Dia mengatakan, “Menggunakan isu SARA dan uang demi meraih kesuksesan dalam Pilkada, merupakan cara primitif yang tidak boleh dilakukan zaman modern saat ini”.

Membeli suara, kata Romo Dus, merupakan cara primitif yang tidak mendidik dalam berdemokrasi. “Jangan kita mengekang pilihan rakyat demi mencapai kekuasaan. Biarkan rakyat sendiri memilih pemimpinya sesuai hati nuraniya sendiri,” ujarnya.

Menurut dia, mengunakan isu SARA dalam Pilkada cuma menimbulkan konflik di tengah masyarakat.

“Harus dihindari isu SARA dalam berkampanye. Kami mengimbau umat Katolik dalam wilayah Keuskupan Agung Kupang tidak melakukan hal seperti itu. Silahkan memilih sesuai pilihan hati masing-masing pemilih. Siapa yang terbaik menurut umat Katolik silahkan dipilih,” kata Romo Dus.

Dia menegaskan, semua rohaniwan Katolik yang bertugas di Keuskupan Agung Kupang, meliputi Kota Kupang, Kabupaten Kupang, Kabupaten Timor Tengah Selatan, Kabupaten Rote Ndao, Kabupaten Sabu, dan Kabupaten Alor akan bersikap netral dalam pemilihan bupati dan wakil bupati serta gubernur NTT dalam Pilkada 2018.

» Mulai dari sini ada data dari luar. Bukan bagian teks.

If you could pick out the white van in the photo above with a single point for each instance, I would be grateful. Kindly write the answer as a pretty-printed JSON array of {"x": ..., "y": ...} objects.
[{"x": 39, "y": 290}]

“Dalam pertemuan pastoral Keuskupan Agung Kupang yang berlangsung di Soe, Kabupaten TTS, telah diimbau agar dalam Pilkada 2018 semua bersikap netral,” tegasnya.

Dalam menjaga netralitas pilkada 2018, kata dia, semua pihak dilarang melakukan kegiatan politik seperti kampanye terbatas dalam kawasan gereja.

“Kami tidak izinkan melakukan kegiatan politik dalam kawasan gereja. Hal itu dilakukan untuk menjaga netralitas Gereja Katolik dalam Pilkada ini,” ujarnya.